Farah wanted to leave this place. To escape the smell and the death and the fear. But she felt her husband’s ribs expanding with heaving, painful breaths against her chest, and detected bone-deep tremors running through his solid frame, and so she stood passively in his arms, submitting to his scorching kisses.
He said her name almost incoherently between rough drags of his hard lips and bristly chin. “Fairy. My Fairy.”
She tried to answer him, to soothe him, but each time she took a breath, he claimed her lips again. His own breaths began to slow to a less alarming rate, rattling out of his broad chest in deep, ragged pants.
Farah wasn’t aware that they weren’t alone until some rather loud throat clearing echoed off the castle walls. “Blackwell…” She recognized Kenwick, one of her handymen, who addressed her husband. “What do you think we should do with this?” He kicked at Warrington’s limp body with the toe of his boot.
Dorian lifted his head, his eyes clearing of their clouded frenzy.
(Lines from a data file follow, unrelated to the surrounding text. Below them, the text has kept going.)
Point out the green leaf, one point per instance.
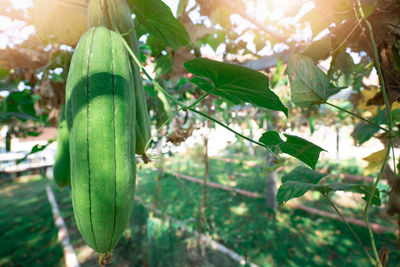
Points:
(366, 131)
(308, 83)
(318, 50)
(356, 188)
(4, 73)
(271, 138)
(236, 83)
(156, 18)
(302, 179)
(301, 149)
(277, 76)
(341, 72)
(305, 174)
(36, 148)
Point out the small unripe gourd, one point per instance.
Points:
(101, 122)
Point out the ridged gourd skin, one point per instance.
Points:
(61, 167)
(101, 122)
(120, 11)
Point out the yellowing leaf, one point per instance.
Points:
(65, 21)
(375, 161)
(376, 157)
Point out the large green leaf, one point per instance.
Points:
(301, 149)
(301, 180)
(306, 174)
(309, 84)
(235, 83)
(156, 18)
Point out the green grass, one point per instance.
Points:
(148, 241)
(28, 236)
(287, 238)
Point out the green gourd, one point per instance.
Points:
(116, 15)
(61, 167)
(100, 116)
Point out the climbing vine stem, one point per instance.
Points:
(359, 12)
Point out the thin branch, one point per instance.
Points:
(358, 116)
(350, 228)
(236, 9)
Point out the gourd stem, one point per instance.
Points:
(390, 132)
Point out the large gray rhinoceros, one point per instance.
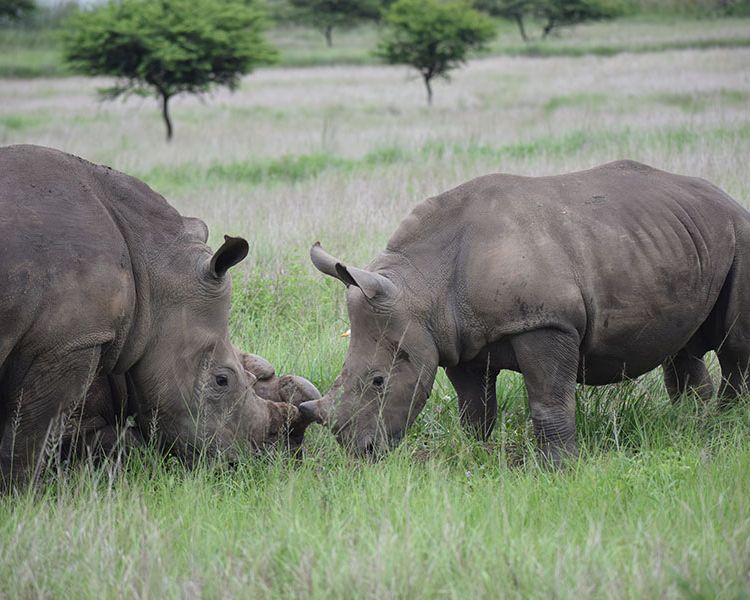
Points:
(100, 275)
(592, 277)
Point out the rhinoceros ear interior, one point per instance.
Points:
(196, 228)
(372, 284)
(232, 251)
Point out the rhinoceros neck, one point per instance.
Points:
(154, 235)
(421, 258)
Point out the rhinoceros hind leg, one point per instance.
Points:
(735, 375)
(548, 360)
(51, 386)
(477, 401)
(686, 372)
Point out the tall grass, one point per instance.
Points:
(657, 506)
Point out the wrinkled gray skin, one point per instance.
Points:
(100, 275)
(588, 277)
(101, 426)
Inspecting her again, he seemed to only just notice the thin translucence of her nightgown.
“Get rid of it, Kenwick,” he said darkly, taking off his cape and settling it around Farah’s shoulders.
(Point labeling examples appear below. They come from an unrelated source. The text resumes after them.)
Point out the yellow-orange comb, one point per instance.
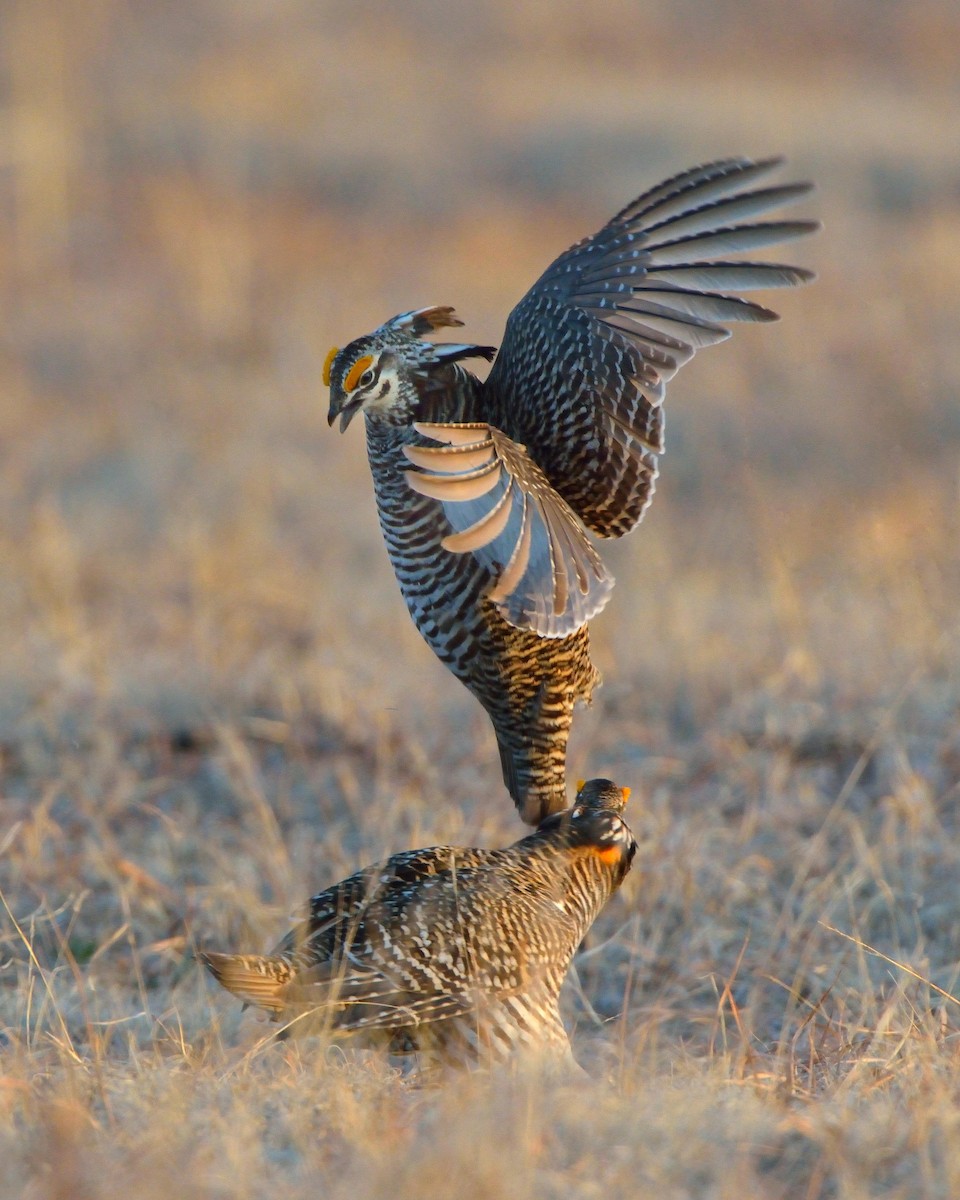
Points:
(357, 370)
(327, 364)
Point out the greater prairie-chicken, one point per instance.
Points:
(451, 952)
(486, 490)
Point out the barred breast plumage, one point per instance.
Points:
(486, 490)
(455, 953)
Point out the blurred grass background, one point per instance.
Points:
(211, 699)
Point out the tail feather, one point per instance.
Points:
(255, 979)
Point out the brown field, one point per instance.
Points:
(211, 699)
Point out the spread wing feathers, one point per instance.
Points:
(421, 322)
(351, 995)
(587, 352)
(546, 575)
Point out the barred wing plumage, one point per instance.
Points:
(586, 355)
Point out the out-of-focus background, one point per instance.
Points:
(211, 699)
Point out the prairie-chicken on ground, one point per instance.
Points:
(486, 490)
(454, 953)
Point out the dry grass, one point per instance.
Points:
(211, 701)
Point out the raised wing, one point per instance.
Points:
(586, 355)
(547, 576)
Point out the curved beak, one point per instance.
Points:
(345, 412)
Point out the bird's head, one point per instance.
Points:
(595, 825)
(388, 373)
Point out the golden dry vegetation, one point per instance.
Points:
(213, 702)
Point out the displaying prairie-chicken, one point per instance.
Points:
(486, 490)
(455, 953)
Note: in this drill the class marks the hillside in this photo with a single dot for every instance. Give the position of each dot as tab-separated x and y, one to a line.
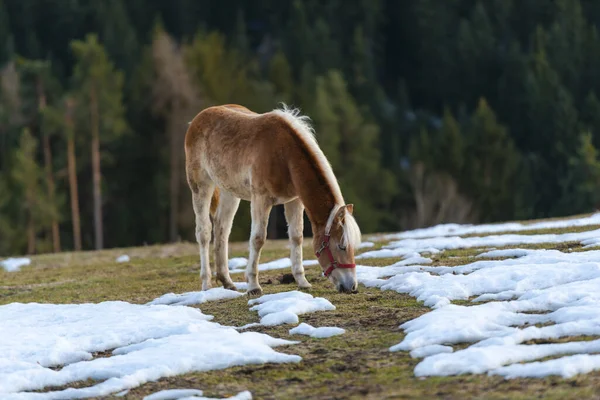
453	311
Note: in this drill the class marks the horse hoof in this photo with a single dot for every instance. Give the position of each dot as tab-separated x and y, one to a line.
254	292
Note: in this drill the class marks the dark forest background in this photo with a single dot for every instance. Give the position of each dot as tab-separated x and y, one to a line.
430	111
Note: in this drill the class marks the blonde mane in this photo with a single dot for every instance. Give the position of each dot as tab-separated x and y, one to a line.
350	231
302	127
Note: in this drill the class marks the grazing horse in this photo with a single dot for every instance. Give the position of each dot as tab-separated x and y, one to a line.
233	153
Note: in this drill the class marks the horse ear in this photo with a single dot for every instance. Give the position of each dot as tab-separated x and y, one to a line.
350	208
341	213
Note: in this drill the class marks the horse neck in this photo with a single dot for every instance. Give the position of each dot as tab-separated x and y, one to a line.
318	197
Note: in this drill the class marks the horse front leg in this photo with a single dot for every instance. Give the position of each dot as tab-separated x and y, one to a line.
228	205
294	215
201	197
260	208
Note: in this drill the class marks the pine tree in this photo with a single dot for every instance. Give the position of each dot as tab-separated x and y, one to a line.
28	176
220	71
590	117
492	166
117	34
581	184
98	93
177	101
350	143
59	120
37	88
5	35
451	154
280	74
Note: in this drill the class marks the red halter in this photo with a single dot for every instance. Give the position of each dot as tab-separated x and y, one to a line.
333	264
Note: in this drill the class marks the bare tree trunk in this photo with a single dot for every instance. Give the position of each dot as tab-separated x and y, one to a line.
71	161
48	168
174	185
30	235
95	125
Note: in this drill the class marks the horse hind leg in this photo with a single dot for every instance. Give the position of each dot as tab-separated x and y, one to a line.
294	214
203	190
225	212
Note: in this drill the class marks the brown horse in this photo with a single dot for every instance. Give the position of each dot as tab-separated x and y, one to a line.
233	153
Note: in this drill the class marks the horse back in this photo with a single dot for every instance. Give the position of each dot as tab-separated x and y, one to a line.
244	152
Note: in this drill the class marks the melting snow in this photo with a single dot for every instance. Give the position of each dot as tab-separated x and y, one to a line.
462	230
185	394
149	342
190	298
123	258
239	264
559	291
14	264
284	308
321	332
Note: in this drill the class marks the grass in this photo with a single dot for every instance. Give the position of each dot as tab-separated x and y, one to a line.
356	365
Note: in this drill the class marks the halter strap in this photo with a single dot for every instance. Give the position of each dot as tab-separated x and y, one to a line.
332	263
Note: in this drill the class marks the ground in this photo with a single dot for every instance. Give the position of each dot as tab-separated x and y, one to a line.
354	365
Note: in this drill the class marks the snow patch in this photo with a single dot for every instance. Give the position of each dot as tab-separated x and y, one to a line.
284	308
189	298
122	258
185	394
320	332
149	342
462	230
14	264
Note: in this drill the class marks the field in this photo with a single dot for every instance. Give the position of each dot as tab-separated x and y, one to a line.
357	364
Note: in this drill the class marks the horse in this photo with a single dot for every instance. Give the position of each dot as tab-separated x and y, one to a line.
269	159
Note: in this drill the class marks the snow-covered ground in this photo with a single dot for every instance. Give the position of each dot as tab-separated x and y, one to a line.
511	299
192	394
320	332
160	339
462	230
14	264
532	294
284	308
149	342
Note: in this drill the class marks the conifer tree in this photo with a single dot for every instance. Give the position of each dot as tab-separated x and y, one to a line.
176	100
350	142
28	177
492	165
97	88
37	88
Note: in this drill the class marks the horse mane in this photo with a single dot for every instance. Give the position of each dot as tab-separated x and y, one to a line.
302	127
350	230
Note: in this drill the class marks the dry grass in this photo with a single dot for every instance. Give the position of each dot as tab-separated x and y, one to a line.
356	365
Farah lifted an eyebrow as the enveloping warmth instantly sank through her gown and into her skin. She shivered, not from the cold, but a deep, intense relief. “Kenwick? You know my handyman?”
He didn’t even have the decency to look sheepish, and Farah narrowed her eyes at him. “Just how many of my staff are in your employ?”
Dorian didn’t answer. Instead, a strong arm swept beneath her knees and lifted her until she was cradled to his thick chest.
“I’m perfectly capable of walking,” she informed him, wriggling in his grasp.
“Hold still,” he ordered, climbing the stairway.
She did as he said, only because she didn’t want to survive all this only to die from a fall down the stairs. Now wasn’t the time. She had a few choice things to say to her husband.
CHAPTER TWENTY-FOUR
“Murdoch!” Farah cried, as they stepped through her shattered wardrobe. She struggled to be let down, but Dorian held her in a vise grip.
A pile of rumpled dresses lay strewn about the floor like bright casualties of a horrific battle. Her room was torn apart, as though tossed by a frenzied thief searching for treasure.
“He’s being seen to,” Dorian said.
“He could die.” She thrashed about in his arms. “I must go to him!”
Her husband subdued her resistance with embarrassing ease, his jaw set in a hard line. Shards of timber crunched beneath his boots as he carried her into the hallway where a standing Murdoch was being supported by Frank and Tallow. Gemma held a cloth to his side, and Farah was overjoyed to see that the blood hadn’t soaked through yet.
“Doona ye worry about me, lass,” Murdoch admonished. “I’ve enough flesh around my middle. The bullet just took a bit of it, ’tis all.”
Relief doused her with alarming force, renewing her struggles with vigor. He still looked alarmingly pale, and sweat glistened on his brow. “Murdoch! You need a doctor.”
“Bah!” He motioned with his head to be led toward his rooms at the far end of the hall. “Nothing some whisky and a few stitches willna fix. It was more the shock of the shot than the bullet itself that took me down, I’m ashamed to say. I’m getting too old for this sort of thing.”
Desperate to see for herself, she pushed against her husband’s unyielding chest. “Blast it, Dorian. Put me down!”
“No.” His strong arms held her impossibly tighter, but he glowered at Murdoch. “You will be seen by a doctor and that’s final.”